Avec un peu de chance, on vous propose un tête-à-tête avec le héros de la superproduction de l’été.

Mais le plus fréquent est la participation à une interview, sous forme de table ronde, avec un scénariste ou producteur de deuxième catégorie, en compagnie de sept autres journalistes qui ont chacun un angle bien précis à creuser.

Une personne aussi adorable qu'on l'imagine. Tom Hanks. Janvier 2017. (AFP / Tommaso Boddi)

Les bons journalistes affrontent ce genre de situation en arrivant avec une ou deux questions susceptibles de provoquer une réponse controversée, d’actualité ou simplement informative chez un acteur qu’on espère franc du collier.

Mais souvent, même en levant la main, la question va à un blogueur qui aimerait savoir quel est le couturier préféré de la star, ce qu’elle a mangé dernièrement, ou bien encore si elle a un petit mot à passer à ses fans en Papouasie-Nouvelle Guinée.     

En revanche, le tête-à-tête avec une star peut être une expérience enrichissante. Même si contractuellement elle est censée promouvoir son film, rien ne l’oblige à être polie ou à faire preuve de charisme. De façon surprenante, c’est pourtant régulièrement le cas. 

Hugh Grant a été par exemple d’une franchise désarmante. Tout en admettant qu’il trouvait parfois particulièrement pénible l’exercice de  l’interview, il a été un exemple de délicatesse pendant tout l’entretien.

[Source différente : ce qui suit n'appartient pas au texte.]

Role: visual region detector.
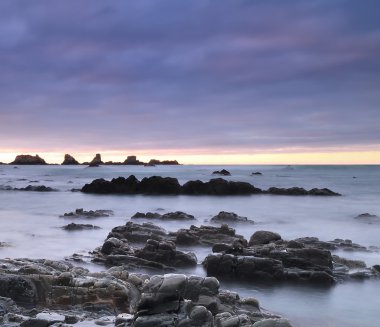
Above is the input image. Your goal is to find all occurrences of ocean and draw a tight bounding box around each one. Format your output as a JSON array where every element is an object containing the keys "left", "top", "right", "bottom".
[{"left": 0, "top": 165, "right": 380, "bottom": 327}]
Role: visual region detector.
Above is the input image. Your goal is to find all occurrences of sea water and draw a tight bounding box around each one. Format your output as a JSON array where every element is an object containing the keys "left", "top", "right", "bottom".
[{"left": 0, "top": 165, "right": 380, "bottom": 327}]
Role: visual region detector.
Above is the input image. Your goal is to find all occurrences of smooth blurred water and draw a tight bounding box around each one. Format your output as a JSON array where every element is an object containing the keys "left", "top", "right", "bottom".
[{"left": 0, "top": 166, "right": 380, "bottom": 327}]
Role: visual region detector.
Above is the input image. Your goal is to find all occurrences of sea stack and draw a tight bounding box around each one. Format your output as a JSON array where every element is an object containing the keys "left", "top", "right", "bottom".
[
  {"left": 10, "top": 154, "right": 46, "bottom": 165},
  {"left": 89, "top": 153, "right": 103, "bottom": 167},
  {"left": 62, "top": 154, "right": 79, "bottom": 165},
  {"left": 124, "top": 156, "right": 144, "bottom": 165}
]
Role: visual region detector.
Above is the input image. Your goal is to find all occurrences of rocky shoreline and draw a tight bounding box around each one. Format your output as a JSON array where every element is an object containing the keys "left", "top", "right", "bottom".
[
  {"left": 0, "top": 209, "right": 380, "bottom": 327},
  {"left": 81, "top": 175, "right": 341, "bottom": 196}
]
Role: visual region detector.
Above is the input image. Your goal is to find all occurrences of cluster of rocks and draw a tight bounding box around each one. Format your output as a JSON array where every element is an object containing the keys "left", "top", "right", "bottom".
[
  {"left": 0, "top": 259, "right": 291, "bottom": 327},
  {"left": 131, "top": 211, "right": 195, "bottom": 220},
  {"left": 0, "top": 185, "right": 58, "bottom": 192},
  {"left": 62, "top": 223, "right": 100, "bottom": 231},
  {"left": 212, "top": 169, "right": 231, "bottom": 176},
  {"left": 61, "top": 208, "right": 113, "bottom": 218},
  {"left": 10, "top": 154, "right": 46, "bottom": 165},
  {"left": 93, "top": 222, "right": 378, "bottom": 284},
  {"left": 81, "top": 175, "right": 340, "bottom": 196},
  {"left": 211, "top": 211, "right": 254, "bottom": 224},
  {"left": 8, "top": 153, "right": 179, "bottom": 167}
]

Russel Crowe s’est moqué de mon accent anglais, ce qui est un peu gonflé, quand on se souvient de l’indéniable accent irlandais qu’il a utilisé pour son dialecte des West-Midlands, au coeur de l’Angleterre, dans «Robin des bois ».

Elijah Wood, Jon Favreau, Bryce Dallas Howard et Zoe Saldana ont défendu leurs idées et Christoph Waltz s’est affiché combatif, mais aussi drôle et perspicace.

J’ai rencontré Tom Hanks quelques fois et il est aussi adorable et charismatique qu’on l’imagine.

Même quand il crève les yeux que la star a détesté le film dont elle assure la promotion, elle peut se révéler un plaisir à interviewer.

Samuel L. Jackson a préféré discuter avec passion du colonialisme européen et de la traite des esclaves, plutôt que de s’étendre sur ce qu’il pensait du terrible « Tarzan ».

Morgan Freeman, qui devait savoir à quel point « Ben Hur » était mauvais, a fourni des réponses convenues aux questions sur son personnage et a paru plus intéressé par un flirt poussé avec une jeune reporter portant un jean déchiré.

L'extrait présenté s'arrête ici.